Tuesday, April 8, 2014

SPREAD THE WORD: Report Shows That Al Sharpton Was Once a Paid FBI Informant on Mob

4/8/2014

BREAK OUT THE MEGAPHONES AND FLIERS!!!!


Activist and MSNBC host the Rev. Al Sharpton was once a paid FBI informant, known to agents as "CI-7" and passed along dirt on New York City mobsters, the Smoking Gun reported Monday.

"Confidential Informant No. 7," as his abbreviated code name meant, regularly funneled information about leaders of the Genovese crime family through secret wiretaps, the report said.

The website said it culled its information from confidential FBI affidavits obtained in response to Freedom of Information Act requests, court records, interviews with Genovese gangsters, and law enforcement officials.
"Beginning in the mid-1980s and spanning several years, Sharpton’s cooperation was fraught with danger since the FBI’s principal targets were leaders of the Genovese crime family, the country’s largest and most feared Mafia outfit," the Smoking Gun said.

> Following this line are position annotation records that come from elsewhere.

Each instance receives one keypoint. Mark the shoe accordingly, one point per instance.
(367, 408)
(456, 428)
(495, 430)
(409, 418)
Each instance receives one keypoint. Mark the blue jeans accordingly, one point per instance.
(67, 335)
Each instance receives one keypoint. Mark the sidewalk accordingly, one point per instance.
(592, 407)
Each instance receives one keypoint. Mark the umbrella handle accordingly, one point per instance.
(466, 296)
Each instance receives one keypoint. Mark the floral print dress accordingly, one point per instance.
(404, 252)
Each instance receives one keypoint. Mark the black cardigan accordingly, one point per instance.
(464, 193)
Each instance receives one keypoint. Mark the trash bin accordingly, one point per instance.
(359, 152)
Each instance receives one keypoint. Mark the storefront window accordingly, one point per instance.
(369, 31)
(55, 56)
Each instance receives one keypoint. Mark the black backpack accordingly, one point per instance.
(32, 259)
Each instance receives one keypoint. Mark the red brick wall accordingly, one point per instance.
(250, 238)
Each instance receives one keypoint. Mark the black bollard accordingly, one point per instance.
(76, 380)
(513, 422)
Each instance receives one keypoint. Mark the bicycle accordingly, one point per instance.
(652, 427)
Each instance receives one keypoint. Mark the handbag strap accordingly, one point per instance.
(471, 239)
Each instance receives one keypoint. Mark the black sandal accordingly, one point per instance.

"In addition to aiding the FBI/NYPD task force, which was known as the “Genovese squad,” Sharpton’s cooperation extended to several other investigative agencies," it said.

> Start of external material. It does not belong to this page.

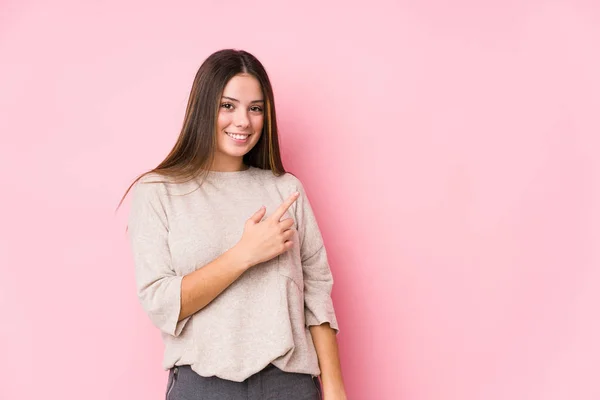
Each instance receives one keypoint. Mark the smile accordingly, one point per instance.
(238, 136)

The Smoking Gun reported that Genovese squad investigators, representing both the FBI and the New York City Police Department,  said Sharpton "deftly extracted information from wiseguys," with one Gambino mobster so comfortable with the activist minister that he talked openly during 10 wired meetings about gangster goings-on – from "shylocking and extortions to death threats and the sanity of Vincent 'Chin' Gigante," the Genovese crime boss who acted insane to fend off scrutiny by the feds.

“Records obtained by [The Smoking Gun] show that information gathered by Sharpton was used by federal investigators to help secure court authorization to bug two Genovese family social clubs, including Gigante’s Greenwich Village headquarters, three autos used by crime family leaders and more than a dozen phone lines," the website said.

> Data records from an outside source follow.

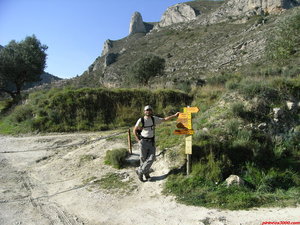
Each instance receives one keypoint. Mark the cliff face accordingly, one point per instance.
(177, 14)
(137, 24)
(195, 39)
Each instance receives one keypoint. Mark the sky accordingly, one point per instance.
(73, 30)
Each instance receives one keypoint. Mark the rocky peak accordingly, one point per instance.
(137, 24)
(108, 44)
(177, 14)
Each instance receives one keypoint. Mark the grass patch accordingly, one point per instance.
(194, 190)
(116, 157)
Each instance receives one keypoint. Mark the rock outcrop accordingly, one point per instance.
(177, 14)
(108, 44)
(137, 24)
(237, 8)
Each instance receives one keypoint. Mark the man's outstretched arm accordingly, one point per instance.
(171, 117)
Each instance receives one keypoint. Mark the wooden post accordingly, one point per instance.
(129, 142)
(188, 152)
(188, 164)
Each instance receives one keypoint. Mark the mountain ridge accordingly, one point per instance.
(209, 43)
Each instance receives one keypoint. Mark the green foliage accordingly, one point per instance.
(145, 68)
(22, 113)
(116, 157)
(94, 109)
(194, 190)
(19, 63)
(271, 179)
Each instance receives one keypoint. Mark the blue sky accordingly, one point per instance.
(73, 30)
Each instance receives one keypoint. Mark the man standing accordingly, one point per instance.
(146, 140)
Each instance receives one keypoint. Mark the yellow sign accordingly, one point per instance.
(184, 131)
(184, 121)
(188, 144)
(191, 109)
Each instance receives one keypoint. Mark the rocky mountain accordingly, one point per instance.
(196, 39)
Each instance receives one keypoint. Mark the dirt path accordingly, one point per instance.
(53, 180)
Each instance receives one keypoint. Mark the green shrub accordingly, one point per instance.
(238, 109)
(21, 113)
(116, 157)
(271, 179)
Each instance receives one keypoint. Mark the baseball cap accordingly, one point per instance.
(147, 107)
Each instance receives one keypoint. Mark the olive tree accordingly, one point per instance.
(21, 62)
(143, 69)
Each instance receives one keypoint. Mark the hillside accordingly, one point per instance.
(237, 62)
(221, 38)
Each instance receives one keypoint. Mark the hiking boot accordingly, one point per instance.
(140, 175)
(147, 176)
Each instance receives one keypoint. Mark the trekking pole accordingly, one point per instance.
(129, 142)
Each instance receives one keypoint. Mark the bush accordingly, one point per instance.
(21, 113)
(116, 157)
(271, 179)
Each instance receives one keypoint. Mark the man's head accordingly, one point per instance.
(148, 110)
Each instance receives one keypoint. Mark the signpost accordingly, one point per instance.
(184, 123)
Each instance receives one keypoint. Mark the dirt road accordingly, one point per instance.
(53, 180)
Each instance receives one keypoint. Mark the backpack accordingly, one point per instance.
(139, 131)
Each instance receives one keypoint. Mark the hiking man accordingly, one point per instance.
(146, 139)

Sharpton acknowledged he was a one-time informant but said his role as a snitch was exaggerated, the New York Post reported.

“It’s crazy. If I provided all the information they claimed I provided, I should be given a ticker-tape parade,” Sharpton said.

As to claims in The Smoking Gun report, which said Sharpton got onboard as an informer because he was frightened after being recorded during an undercover FBI drug sting — even though he didn't arrange to buy any drugs — Sharpton said it was he who contacted the feds after a mobster threatened him while he was acting as a concert promoter.

The Smoking Gun story said that wire taps were approved during the course of a racketeering investigation of the Genovese crime family.

The website said that eight separate federal judges, presiding in four jurisdictions, signed interception orders that were based on sworn FBI affidavits that included information gathered by Sharpton.

"The phones bugged as a result of these court orders included two lines in Gigante’s Manhattan townhouse, the home phone of Genovese captain Dominick “Baldy Dom” Canterino, and the office lines of music industry power Morris Levy, a longtime Genovese family associate," the website said.

"The resulting surreptitious recordings were eventually used to help convict an assortment of Mafia members and associates," it said.

According to the Smoking Gun, investigators used Sharpton's information in an application for a wiretap on a phone in the Queens home of Genovese soldier Federico “Fritzy” Giovanelli. He was convicted of racketeering and sentenced to 20 years during a trial in which the recordings were played, the website said.

“Poor Sharpton, he cleaned up his life and you want to ruin him,” Giovanelli told the website in a recent interview.

The report is not the first time Sharpton has been accused of working as a snitch.

In 2005, the New York Times reported that 10 years earlier, the Senate Permanent Subcommittee on Investigations, looking into reports of corruption in boxing, played audio and videotapes growing out of a 1980 FBI investigation.

On one tape presented by ex-FBI agent Joseph Spinelli, Sharpton is seen meeting with an undercover agent posing as drug kingpin and reputed gangster Danny Pagano, discussing ways of approaching boxing promoter Don King to arrange bouts and launder money, The Times reported.

At the same committee hearing, Michael Franzese, a former Colombo family Mafia captain who became a government snitch, testified that he'd used Sharpton to get close to King, adding: ''I knew Sharpton and was aware that he was associated with people in the Genovese family, in particular with family soldier Danny Pagano.''

Sharpton sharply denied it, The Times reported.

In a 2001 opinion piece in USA Today, columnist DeWayne Wickham wrote: "For sure, this one-time child preacher (he was ordained at 10) once was an FBI informant who helped the feds jail some drug dealers and mobsters."

"Newsday reported in 1988 that Sharpton also supplied federal prosecutors with information on several New York-area black politicians and boxing promoter Don King, a charge Sharpton strongly has denied," Wickham wrote.

President Obama is expected to be the featured speaker at a meeting later this week of Sharpton's National Action Network meeting in New York, the New York Post reported.